The final day of our 15 day expedition brought us many surprises and plenty of activity. All of us seasoned Alaskan travelers feel as if we have falsely represented the normally cloudy state, for once again the weather was perfect and not a cloud in the sky. At 0700 people were wearing t-shirts up on the bow. The initial morning plans were slightly delayed when naturalist David Stevens adroitly spotted a small pod of orca off of Morris Reef during breakfast. With a quick radio call to Captain Sinclair, we soon found ourselves clutched out and waited as the pod headed straight towards us. There was only one large male and what appeared to be multiple very young orca hunting beside the matriarchs of the family.

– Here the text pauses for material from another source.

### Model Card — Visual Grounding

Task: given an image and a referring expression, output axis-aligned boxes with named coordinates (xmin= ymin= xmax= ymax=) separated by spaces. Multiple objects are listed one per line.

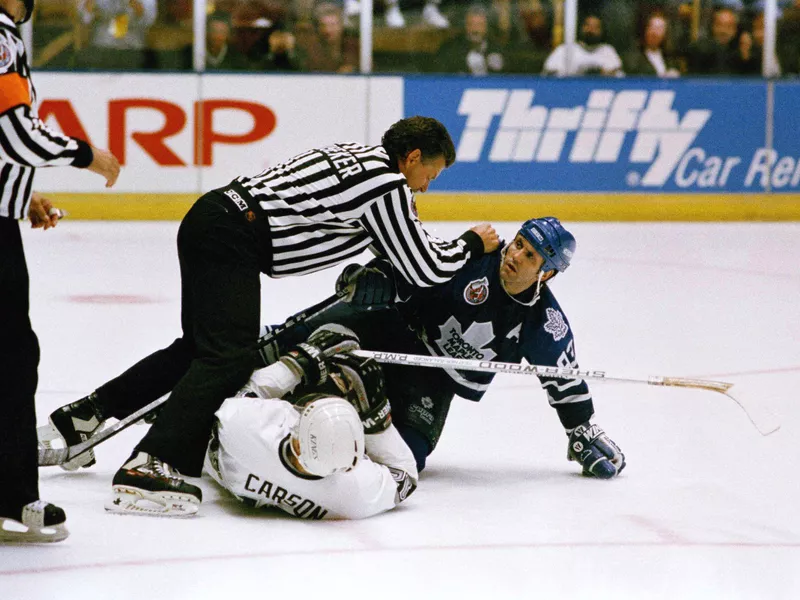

The National Geographic Sea Lion was clearly no threat to these magnificent creatures for they remained in close proximity for nearly an hour.  At one point four of them drifted along the entire length of the ship within a foot of the hull.  All the photographers were torn between focusing on detail shots of the orca or widening their lenses and incorporating the snow covered peaks and their reflections slightly disrupted from the orcas movements.

The entire boat was eager for a walk to the beautiful Lake Eva and we split into multiple groups to head inland. Our walks proved to be quite entertaining with the serenading of pacific wrens throughout the entirety of the trail. Sightings included, loons, red squirrels, slime molds, mergansers, a healthy stream filled with salmon smoldt, a belted king fisher, varied thrushes and enormous patches of skunk cabbage. We even encountered two fly fishermen that arrived via a float plane to test their luck on early season salmon.  The most exciting portion of the walk was the obvious evidence of recent brown bear activity indicated by the still warm droppings in the trail and hair on the small footbridge crossing a small creek.

Prior to pulling anchor and enjoying one last wonderful meal together the expedition leader decided that it would be foolish to not take advantage of such extraordinary weather so a “polar plunge” was offered to the brave souls who dare experience the cold Alaskan waters. For those of you who have never seen anyone jump into frigid water, I can assure you that you will never see people move as fast as we all witnessed today. The speed in which people entered the water and found themselves back aboard clenching their towel seemed a near physical impossibility.